- Other names: Hepatic cholelithiasis, gallstones of the hepatic duct
- Specialty: Hepatology

= Hepatolithiasis =

Hepatolithiasis is the presence of gallstones in the biliary ducts of the liver. Treatment is usually surgical. It is rare in Western countries, but prevalent in East Asia.

The gallstones are normally found proximal to the left and right hepatic ducts. The causes of the disease are poorly understood, but it is suspected that genetics, diets and environmental causes may contribute. It is more common in those of low socioeconomic status who suffer from malnutrition. Typically it strikes between 50 and 70 years old, with neither men nor women more likely to acquire it.

The prevalence in east Asia ranges is as high as 30-50%, while in the west it is rare. However, immigration has increased its prevalence in the West. Countries that have seen more economic development have also seen a reduction in the rates of the disease.

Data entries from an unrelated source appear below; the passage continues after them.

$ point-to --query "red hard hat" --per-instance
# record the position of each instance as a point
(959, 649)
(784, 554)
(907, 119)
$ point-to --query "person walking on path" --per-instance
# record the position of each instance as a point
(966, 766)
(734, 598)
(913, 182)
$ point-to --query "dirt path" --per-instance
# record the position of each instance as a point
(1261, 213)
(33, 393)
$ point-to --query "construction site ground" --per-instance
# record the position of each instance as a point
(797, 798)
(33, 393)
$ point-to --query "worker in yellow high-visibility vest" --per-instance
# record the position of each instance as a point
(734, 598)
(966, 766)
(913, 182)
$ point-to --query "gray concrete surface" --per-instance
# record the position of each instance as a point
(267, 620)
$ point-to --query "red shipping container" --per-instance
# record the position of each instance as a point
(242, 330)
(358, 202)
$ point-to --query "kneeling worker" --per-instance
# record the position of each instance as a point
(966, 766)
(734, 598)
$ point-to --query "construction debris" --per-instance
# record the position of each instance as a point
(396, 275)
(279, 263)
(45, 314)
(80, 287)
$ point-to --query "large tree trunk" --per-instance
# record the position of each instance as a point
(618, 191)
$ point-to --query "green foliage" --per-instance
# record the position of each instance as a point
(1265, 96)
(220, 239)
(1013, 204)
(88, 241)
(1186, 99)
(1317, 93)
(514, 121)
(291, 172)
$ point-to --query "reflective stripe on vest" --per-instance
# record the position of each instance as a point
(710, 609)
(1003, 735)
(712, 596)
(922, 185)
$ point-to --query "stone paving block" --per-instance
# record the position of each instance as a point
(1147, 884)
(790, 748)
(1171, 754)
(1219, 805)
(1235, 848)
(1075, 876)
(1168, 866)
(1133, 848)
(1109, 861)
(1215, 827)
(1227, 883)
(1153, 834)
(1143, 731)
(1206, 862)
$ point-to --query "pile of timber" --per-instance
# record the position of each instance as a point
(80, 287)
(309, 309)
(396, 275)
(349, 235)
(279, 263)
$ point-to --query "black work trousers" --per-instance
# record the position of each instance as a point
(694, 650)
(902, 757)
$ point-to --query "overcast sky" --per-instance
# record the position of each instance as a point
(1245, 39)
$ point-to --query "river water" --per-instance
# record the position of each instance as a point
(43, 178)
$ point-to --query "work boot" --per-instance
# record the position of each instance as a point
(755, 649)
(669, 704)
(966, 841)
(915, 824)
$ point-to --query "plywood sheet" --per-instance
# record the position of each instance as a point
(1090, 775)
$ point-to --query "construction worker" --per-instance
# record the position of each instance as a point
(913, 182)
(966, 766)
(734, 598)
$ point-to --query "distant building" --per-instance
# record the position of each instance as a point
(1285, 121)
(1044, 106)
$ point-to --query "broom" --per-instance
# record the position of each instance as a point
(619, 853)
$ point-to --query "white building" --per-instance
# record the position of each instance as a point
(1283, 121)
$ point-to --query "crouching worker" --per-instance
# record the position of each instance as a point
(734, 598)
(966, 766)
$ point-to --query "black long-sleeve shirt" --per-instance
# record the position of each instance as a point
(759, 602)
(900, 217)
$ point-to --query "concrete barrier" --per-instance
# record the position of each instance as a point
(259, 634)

Some patients have these gallstones with no symptoms and the disease is only detected through abdominal imaging. For those with symptoms, common ones are abdominal pain, jaundice and fever. The gallstones can cause more serious conditions like fibrinolysis disorder or gallstone pancreatitis.

==Signs and symptoms==
Abdominal pain, fever, and jaundice are common initial symptoms; however, cholangiocarcinoma is a chronic harmful outcome of the illness.

Summary table

| SYMPTOM / SIGN | TYPICAL FEATURES |
|---|---|
| RUQ pain | Recurrent, colicky, post-prandial |
| Cholangitis | Fever + chills + RUQ tenderness |
| Jaundice | Fluctuating, dark urine, pale stools |
| Pruritus | Intense, bile-salt related |
| Hepatomegaly | Firm, nodular liver edge |
| Systemic | Night sweats, fatigue, weight loss |
| Alarm signs | High fever, hypotension, GI bleeding |

==Causes==
Hepatic atrophy, liver cirrhosis, biliary stricture, hepatic abscess, history of recurrent cholangitis, and a poor prognosis for intrahepatic cholangiocarcinoma are among the conditions that can cause hepatolithiasis.

==Diagnosis==
Accurately identifying stones, biliary strictures, and affected liver segments is crucial for the diagnosis of hepatolithiasis, as is ruling out concurrent cholangiocarcinoma. Hepatolithiasis is primarily diagnosed by abdominal ultrasonography (USG) and computed tomography (CT) scans.

==Treatment==
Treatment for hepatolithiasis is multidisciplinary and involves removing stones and bile stasis. Although the optimal course of treatment for intrahepatic stones is still unknown, there are several noninvasive and surgical options. However, the principal objective ought to be the complete elimination of stones and the eradication of biliary stasis and infection. Hepatolithiasis non-surgical treatment options include percutaneous transhepatic cholangioscopy lithotripsy, as well as hepatectomy as part of surgical management.